In order to put a patch lock, it should be remembered that the standard height for it is 1.5 meters from the floor level. However, it is also optional and can change depending on the requirements of the owners.

After all the marks have been made, the center hole is drilled. Experts advise doing this from both sides, and not right through. In this case, the edges will be smooth. The hole diameter must match the lock cylinder.

Unlike the cut-in model, the overhead strip has a side one, not a central one. However, it must also lie flush with the door leaf, which means that a groove must also be cut under it. For this procedure, a sharp knife is used to deepen the outline and a chisel is used to gouge the groove.

Next, the lock is installed in its place and attached to the door with self-tapping screws or fixing bolts. The counterpart of the mechanism is screwed with self-tapping screws according to the mark made.

After all the main parts are installed, additional elements are attached: decorative overlays, anti-vandal devices, handles.

Please note that if the lock needs to be cut into partially glass doors, then they must be removed from their hinges before installation and, if possible, remove the glass. This will protect them from chips or accidental breakage.

With the proper skill level, the lock can be cut into a swing or sliding sash without removing it from the hinges

On an iron door

The principle of installing the locking mechanism is similar to the algorithm of actions for working with a wooden canvas, the only difference is in the form of the tools used. To obtain various holes, you will need a grinder, a hacksaw and metal drills.

On a plastic door

Locks for wooden and metal doors are not suitable for their plastic counterparts. In this case, you should choose special constipation. A mechanism is selected according to the width of the profile on which it will be installed. Almost all presented models are mortise and have built-in handles for opening. This is necessary to maintain the integrity and aesthetics of the entire structure. In rare cases, to enhance protection, the door leaf is equipped with an overhead locking device.

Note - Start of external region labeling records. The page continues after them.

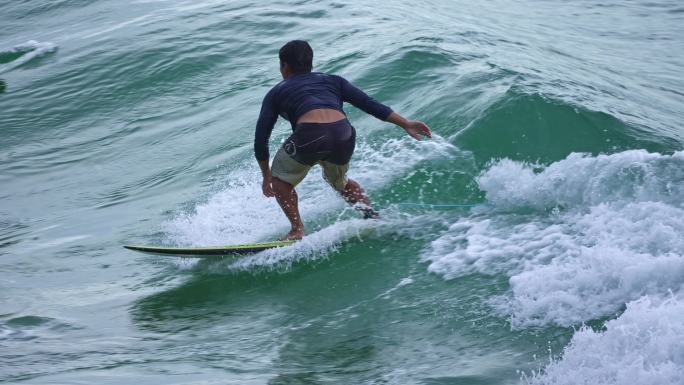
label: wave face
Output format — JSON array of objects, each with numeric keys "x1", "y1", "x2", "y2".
[{"x1": 0, "y1": 0, "x2": 684, "y2": 385}]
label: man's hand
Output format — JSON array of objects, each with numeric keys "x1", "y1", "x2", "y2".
[
  {"x1": 387, "y1": 112, "x2": 432, "y2": 140},
  {"x1": 261, "y1": 175, "x2": 275, "y2": 198},
  {"x1": 404, "y1": 120, "x2": 432, "y2": 140}
]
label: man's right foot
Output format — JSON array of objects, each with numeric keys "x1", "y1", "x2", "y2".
[
  {"x1": 280, "y1": 229, "x2": 304, "y2": 241},
  {"x1": 360, "y1": 207, "x2": 380, "y2": 219}
]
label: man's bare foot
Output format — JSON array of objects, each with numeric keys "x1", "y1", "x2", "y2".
[{"x1": 280, "y1": 229, "x2": 304, "y2": 241}]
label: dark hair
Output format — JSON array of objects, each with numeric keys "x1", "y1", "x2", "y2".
[{"x1": 278, "y1": 40, "x2": 313, "y2": 73}]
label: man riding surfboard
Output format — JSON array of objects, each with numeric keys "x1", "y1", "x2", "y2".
[{"x1": 254, "y1": 40, "x2": 431, "y2": 240}]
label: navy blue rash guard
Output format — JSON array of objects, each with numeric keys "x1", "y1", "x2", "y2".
[{"x1": 254, "y1": 72, "x2": 392, "y2": 160}]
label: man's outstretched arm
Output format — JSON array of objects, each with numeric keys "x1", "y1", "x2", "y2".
[
  {"x1": 387, "y1": 112, "x2": 432, "y2": 140},
  {"x1": 335, "y1": 76, "x2": 432, "y2": 140}
]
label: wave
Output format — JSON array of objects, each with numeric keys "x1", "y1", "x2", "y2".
[
  {"x1": 527, "y1": 296, "x2": 684, "y2": 385},
  {"x1": 0, "y1": 40, "x2": 57, "y2": 74},
  {"x1": 162, "y1": 132, "x2": 457, "y2": 245},
  {"x1": 454, "y1": 91, "x2": 680, "y2": 164}
]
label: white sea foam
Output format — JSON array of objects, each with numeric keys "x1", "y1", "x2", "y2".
[
  {"x1": 0, "y1": 40, "x2": 57, "y2": 74},
  {"x1": 423, "y1": 150, "x2": 684, "y2": 385},
  {"x1": 162, "y1": 137, "x2": 457, "y2": 245},
  {"x1": 424, "y1": 151, "x2": 684, "y2": 327},
  {"x1": 526, "y1": 296, "x2": 684, "y2": 385},
  {"x1": 477, "y1": 150, "x2": 684, "y2": 208}
]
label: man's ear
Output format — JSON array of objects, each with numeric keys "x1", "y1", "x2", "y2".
[{"x1": 280, "y1": 61, "x2": 290, "y2": 78}]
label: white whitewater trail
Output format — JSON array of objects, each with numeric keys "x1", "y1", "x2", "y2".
[{"x1": 423, "y1": 150, "x2": 684, "y2": 385}]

On the balcony door or in the double-glazed window of the apartment, which is located on the upper floors, as a rule, an ordinary latch lock with a handle is mounted. In this case, it comes in a set with double-glazed windows, therefore it is installed already at the factory. Please note that it does not have protective functions.

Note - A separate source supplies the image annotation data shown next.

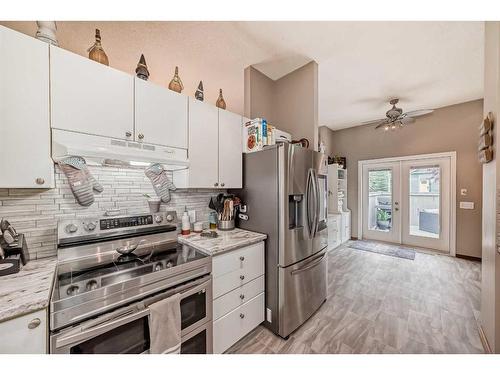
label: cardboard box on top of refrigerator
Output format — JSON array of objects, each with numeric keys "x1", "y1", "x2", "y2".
[{"x1": 243, "y1": 117, "x2": 267, "y2": 152}]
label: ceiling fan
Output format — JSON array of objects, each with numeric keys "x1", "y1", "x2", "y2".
[{"x1": 363, "y1": 98, "x2": 434, "y2": 130}]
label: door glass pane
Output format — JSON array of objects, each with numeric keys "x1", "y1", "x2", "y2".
[
  {"x1": 368, "y1": 169, "x2": 392, "y2": 232},
  {"x1": 409, "y1": 166, "x2": 441, "y2": 238}
]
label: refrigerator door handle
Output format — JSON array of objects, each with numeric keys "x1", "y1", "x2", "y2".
[
  {"x1": 306, "y1": 169, "x2": 314, "y2": 239},
  {"x1": 311, "y1": 170, "x2": 319, "y2": 238}
]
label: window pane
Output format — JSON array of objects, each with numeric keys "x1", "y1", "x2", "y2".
[
  {"x1": 368, "y1": 169, "x2": 392, "y2": 232},
  {"x1": 409, "y1": 166, "x2": 441, "y2": 238}
]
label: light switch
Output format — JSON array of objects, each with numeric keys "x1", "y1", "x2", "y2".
[{"x1": 460, "y1": 202, "x2": 474, "y2": 210}]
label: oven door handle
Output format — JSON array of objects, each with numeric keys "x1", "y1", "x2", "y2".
[
  {"x1": 56, "y1": 275, "x2": 212, "y2": 348},
  {"x1": 56, "y1": 309, "x2": 149, "y2": 348}
]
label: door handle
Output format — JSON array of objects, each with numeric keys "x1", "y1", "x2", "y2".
[{"x1": 291, "y1": 253, "x2": 327, "y2": 275}]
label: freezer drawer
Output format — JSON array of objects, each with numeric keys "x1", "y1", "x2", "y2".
[{"x1": 279, "y1": 249, "x2": 327, "y2": 337}]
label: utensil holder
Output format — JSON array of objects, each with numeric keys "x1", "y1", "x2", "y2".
[
  {"x1": 217, "y1": 219, "x2": 234, "y2": 230},
  {"x1": 148, "y1": 199, "x2": 161, "y2": 214}
]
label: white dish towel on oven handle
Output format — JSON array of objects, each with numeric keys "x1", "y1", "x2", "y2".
[{"x1": 149, "y1": 293, "x2": 181, "y2": 354}]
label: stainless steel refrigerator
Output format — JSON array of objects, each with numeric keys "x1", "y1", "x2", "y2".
[{"x1": 233, "y1": 144, "x2": 328, "y2": 338}]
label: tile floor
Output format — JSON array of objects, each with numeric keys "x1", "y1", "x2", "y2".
[{"x1": 228, "y1": 247, "x2": 483, "y2": 354}]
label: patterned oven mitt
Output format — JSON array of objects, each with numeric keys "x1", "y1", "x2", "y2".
[
  {"x1": 144, "y1": 163, "x2": 177, "y2": 203},
  {"x1": 58, "y1": 156, "x2": 104, "y2": 207}
]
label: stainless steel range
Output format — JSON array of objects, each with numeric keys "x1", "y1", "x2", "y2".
[{"x1": 50, "y1": 212, "x2": 212, "y2": 354}]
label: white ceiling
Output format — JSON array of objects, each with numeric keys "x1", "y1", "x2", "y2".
[
  {"x1": 0, "y1": 21, "x2": 484, "y2": 129},
  {"x1": 236, "y1": 22, "x2": 484, "y2": 129}
]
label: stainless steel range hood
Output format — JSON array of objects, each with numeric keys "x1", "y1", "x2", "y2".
[{"x1": 52, "y1": 129, "x2": 189, "y2": 171}]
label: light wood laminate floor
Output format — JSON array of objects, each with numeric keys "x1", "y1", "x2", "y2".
[{"x1": 228, "y1": 247, "x2": 483, "y2": 354}]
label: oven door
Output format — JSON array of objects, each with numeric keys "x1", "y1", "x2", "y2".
[{"x1": 50, "y1": 275, "x2": 212, "y2": 354}]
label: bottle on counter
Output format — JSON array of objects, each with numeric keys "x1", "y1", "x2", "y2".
[
  {"x1": 208, "y1": 211, "x2": 217, "y2": 230},
  {"x1": 181, "y1": 207, "x2": 191, "y2": 236}
]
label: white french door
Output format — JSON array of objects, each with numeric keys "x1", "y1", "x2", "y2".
[
  {"x1": 360, "y1": 154, "x2": 455, "y2": 253},
  {"x1": 362, "y1": 162, "x2": 401, "y2": 242}
]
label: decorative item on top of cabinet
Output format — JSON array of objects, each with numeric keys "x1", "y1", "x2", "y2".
[
  {"x1": 194, "y1": 81, "x2": 205, "y2": 102},
  {"x1": 135, "y1": 54, "x2": 149, "y2": 81},
  {"x1": 168, "y1": 66, "x2": 184, "y2": 94},
  {"x1": 87, "y1": 29, "x2": 109, "y2": 66},
  {"x1": 478, "y1": 112, "x2": 493, "y2": 164},
  {"x1": 215, "y1": 89, "x2": 226, "y2": 109},
  {"x1": 35, "y1": 21, "x2": 59, "y2": 46}
]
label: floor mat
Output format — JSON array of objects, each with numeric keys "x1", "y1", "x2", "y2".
[{"x1": 348, "y1": 240, "x2": 415, "y2": 260}]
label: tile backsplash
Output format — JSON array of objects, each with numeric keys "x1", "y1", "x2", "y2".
[{"x1": 0, "y1": 166, "x2": 220, "y2": 259}]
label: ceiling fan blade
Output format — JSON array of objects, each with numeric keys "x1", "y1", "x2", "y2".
[
  {"x1": 360, "y1": 118, "x2": 388, "y2": 125},
  {"x1": 399, "y1": 116, "x2": 417, "y2": 125},
  {"x1": 375, "y1": 120, "x2": 391, "y2": 129},
  {"x1": 403, "y1": 109, "x2": 434, "y2": 117}
]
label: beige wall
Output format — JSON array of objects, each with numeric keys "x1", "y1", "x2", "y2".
[
  {"x1": 244, "y1": 66, "x2": 276, "y2": 123},
  {"x1": 274, "y1": 61, "x2": 318, "y2": 150},
  {"x1": 320, "y1": 100, "x2": 483, "y2": 257},
  {"x1": 244, "y1": 61, "x2": 318, "y2": 149},
  {"x1": 481, "y1": 22, "x2": 500, "y2": 353},
  {"x1": 0, "y1": 20, "x2": 248, "y2": 114}
]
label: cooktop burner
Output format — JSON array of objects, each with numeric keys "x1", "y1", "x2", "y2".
[{"x1": 57, "y1": 243, "x2": 206, "y2": 299}]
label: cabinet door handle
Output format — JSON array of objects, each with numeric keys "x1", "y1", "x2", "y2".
[{"x1": 28, "y1": 318, "x2": 42, "y2": 329}]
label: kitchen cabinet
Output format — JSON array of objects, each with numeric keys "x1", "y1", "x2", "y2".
[
  {"x1": 0, "y1": 309, "x2": 49, "y2": 354},
  {"x1": 135, "y1": 77, "x2": 188, "y2": 148},
  {"x1": 188, "y1": 99, "x2": 219, "y2": 188},
  {"x1": 50, "y1": 46, "x2": 134, "y2": 140},
  {"x1": 0, "y1": 27, "x2": 54, "y2": 189},
  {"x1": 327, "y1": 214, "x2": 342, "y2": 250},
  {"x1": 212, "y1": 242, "x2": 265, "y2": 353},
  {"x1": 219, "y1": 109, "x2": 243, "y2": 189},
  {"x1": 188, "y1": 99, "x2": 242, "y2": 189}
]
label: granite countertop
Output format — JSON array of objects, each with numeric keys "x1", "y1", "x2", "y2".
[
  {"x1": 0, "y1": 257, "x2": 57, "y2": 322},
  {"x1": 178, "y1": 228, "x2": 267, "y2": 255}
]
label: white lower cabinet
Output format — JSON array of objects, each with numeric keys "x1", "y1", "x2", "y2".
[
  {"x1": 327, "y1": 214, "x2": 342, "y2": 250},
  {"x1": 0, "y1": 309, "x2": 48, "y2": 354},
  {"x1": 212, "y1": 242, "x2": 265, "y2": 353},
  {"x1": 214, "y1": 292, "x2": 264, "y2": 354}
]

For repairs, it is enough to unscrew the fastening bolts, remove the handles from both sides, insert a new similar handle into the hole formed, and fix it.

If it is necessary to provide protection against penetration through a plastic door, then a more complex locking mechanism should be installed. Let's consider the algorithm of actions on the example of the electromagnetic model.

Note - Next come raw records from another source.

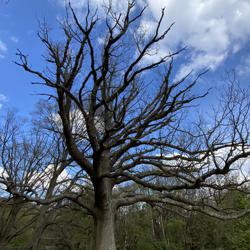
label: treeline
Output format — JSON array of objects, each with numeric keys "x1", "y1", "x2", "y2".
[{"x1": 0, "y1": 188, "x2": 250, "y2": 250}]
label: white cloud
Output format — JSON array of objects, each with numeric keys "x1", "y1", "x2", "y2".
[
  {"x1": 143, "y1": 0, "x2": 250, "y2": 78},
  {"x1": 10, "y1": 36, "x2": 19, "y2": 43},
  {"x1": 54, "y1": 0, "x2": 250, "y2": 75},
  {"x1": 236, "y1": 55, "x2": 250, "y2": 76}
]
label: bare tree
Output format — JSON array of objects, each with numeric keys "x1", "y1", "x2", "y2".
[{"x1": 14, "y1": 1, "x2": 250, "y2": 250}]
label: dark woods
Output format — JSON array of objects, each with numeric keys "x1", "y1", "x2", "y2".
[{"x1": 0, "y1": 1, "x2": 250, "y2": 250}]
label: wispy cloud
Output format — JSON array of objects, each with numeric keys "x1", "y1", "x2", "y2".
[{"x1": 54, "y1": 0, "x2": 250, "y2": 78}]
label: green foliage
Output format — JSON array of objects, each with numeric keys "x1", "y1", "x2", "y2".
[{"x1": 0, "y1": 192, "x2": 250, "y2": 250}]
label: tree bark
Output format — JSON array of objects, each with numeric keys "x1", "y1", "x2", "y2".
[
  {"x1": 94, "y1": 152, "x2": 116, "y2": 250},
  {"x1": 95, "y1": 203, "x2": 116, "y2": 250}
]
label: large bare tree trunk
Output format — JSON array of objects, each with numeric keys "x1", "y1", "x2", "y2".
[
  {"x1": 95, "y1": 203, "x2": 116, "y2": 250},
  {"x1": 94, "y1": 154, "x2": 116, "y2": 250}
]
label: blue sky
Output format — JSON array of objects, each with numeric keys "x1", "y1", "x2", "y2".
[{"x1": 0, "y1": 0, "x2": 250, "y2": 114}]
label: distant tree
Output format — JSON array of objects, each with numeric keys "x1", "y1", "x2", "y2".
[{"x1": 17, "y1": 1, "x2": 250, "y2": 250}]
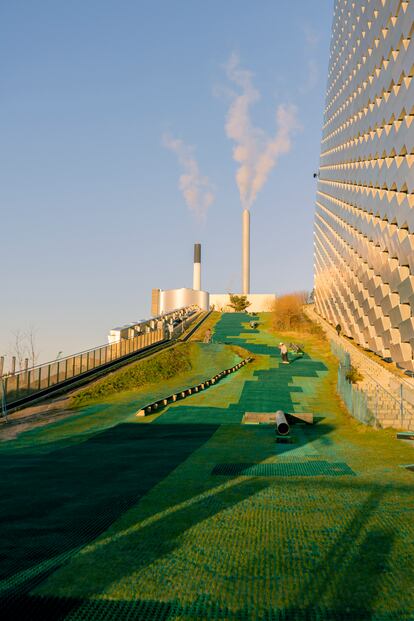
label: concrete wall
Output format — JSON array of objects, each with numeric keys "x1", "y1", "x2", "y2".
[
  {"x1": 210, "y1": 293, "x2": 276, "y2": 313},
  {"x1": 315, "y1": 0, "x2": 414, "y2": 370}
]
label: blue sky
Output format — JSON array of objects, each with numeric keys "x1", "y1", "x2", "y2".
[{"x1": 0, "y1": 0, "x2": 333, "y2": 360}]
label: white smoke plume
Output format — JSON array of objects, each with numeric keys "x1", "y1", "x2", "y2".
[
  {"x1": 226, "y1": 54, "x2": 299, "y2": 209},
  {"x1": 163, "y1": 134, "x2": 214, "y2": 219}
]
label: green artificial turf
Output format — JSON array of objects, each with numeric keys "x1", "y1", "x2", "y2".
[{"x1": 0, "y1": 314, "x2": 414, "y2": 621}]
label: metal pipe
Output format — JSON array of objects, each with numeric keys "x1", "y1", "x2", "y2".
[
  {"x1": 276, "y1": 410, "x2": 290, "y2": 436},
  {"x1": 242, "y1": 209, "x2": 250, "y2": 295}
]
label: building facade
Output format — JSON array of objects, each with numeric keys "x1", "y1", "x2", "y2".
[{"x1": 315, "y1": 0, "x2": 414, "y2": 371}]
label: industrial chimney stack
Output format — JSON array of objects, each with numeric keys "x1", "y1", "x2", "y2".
[
  {"x1": 242, "y1": 209, "x2": 250, "y2": 295},
  {"x1": 193, "y1": 244, "x2": 201, "y2": 291}
]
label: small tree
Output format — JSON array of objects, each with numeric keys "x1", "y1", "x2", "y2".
[{"x1": 229, "y1": 293, "x2": 251, "y2": 313}]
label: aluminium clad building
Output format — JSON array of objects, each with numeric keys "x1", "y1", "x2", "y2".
[{"x1": 315, "y1": 0, "x2": 414, "y2": 371}]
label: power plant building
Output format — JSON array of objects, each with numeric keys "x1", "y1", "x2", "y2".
[{"x1": 315, "y1": 0, "x2": 414, "y2": 371}]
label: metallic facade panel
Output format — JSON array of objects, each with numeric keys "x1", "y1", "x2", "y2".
[{"x1": 314, "y1": 0, "x2": 414, "y2": 370}]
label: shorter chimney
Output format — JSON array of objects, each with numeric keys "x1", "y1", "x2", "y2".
[{"x1": 193, "y1": 244, "x2": 201, "y2": 291}]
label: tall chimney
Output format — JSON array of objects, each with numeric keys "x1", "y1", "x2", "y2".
[
  {"x1": 193, "y1": 244, "x2": 201, "y2": 291},
  {"x1": 242, "y1": 209, "x2": 250, "y2": 295}
]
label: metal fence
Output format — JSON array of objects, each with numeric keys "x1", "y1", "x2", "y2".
[{"x1": 0, "y1": 313, "x2": 198, "y2": 414}]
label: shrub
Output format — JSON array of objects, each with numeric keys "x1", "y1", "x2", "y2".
[{"x1": 229, "y1": 293, "x2": 251, "y2": 313}]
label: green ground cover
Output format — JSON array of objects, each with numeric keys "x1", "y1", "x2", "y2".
[{"x1": 0, "y1": 314, "x2": 414, "y2": 621}]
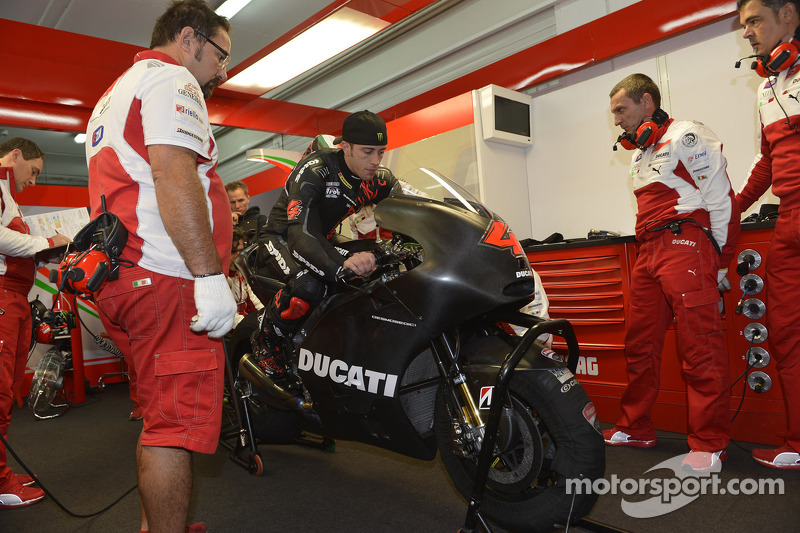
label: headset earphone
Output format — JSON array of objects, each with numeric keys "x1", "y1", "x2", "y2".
[
  {"x1": 614, "y1": 107, "x2": 669, "y2": 150},
  {"x1": 752, "y1": 37, "x2": 800, "y2": 78}
]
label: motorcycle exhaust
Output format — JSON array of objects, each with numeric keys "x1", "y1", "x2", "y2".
[{"x1": 239, "y1": 353, "x2": 313, "y2": 415}]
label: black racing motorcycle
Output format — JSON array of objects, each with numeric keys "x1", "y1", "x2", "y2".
[{"x1": 222, "y1": 169, "x2": 605, "y2": 532}]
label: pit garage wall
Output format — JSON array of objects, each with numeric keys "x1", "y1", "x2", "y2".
[{"x1": 526, "y1": 17, "x2": 777, "y2": 240}]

  • After applying the markings, start drilling the holes. During work, it should be remembered that you cannot press hard on the canvas, it may crack.
  • As a rule, the structure consists of two main parts, one of which is attached to the door leaf, and the other in the opening. All fasteners are included in the package.
  • At the next stage, an electrical circuit is assembled. This will require certain knowledge and skills, so if they are not there, it is better to seek the help of a professional electrician.
  • The final stage is connecting the power supply.

Checking work

Checking the functionality of the locking mechanism is as follows:

  • all parts move freely, do not jam or get stuck;
  • the door closes tightly;
  • the tongue goes into the mating part evenly and to a sufficient depth, which ensures its reliability;
  • all electrical circuits are triggered without delay;
  • all parts are screwed on tightly, do not dangle.

In the next video, you will find the installation of a lock on an interior door.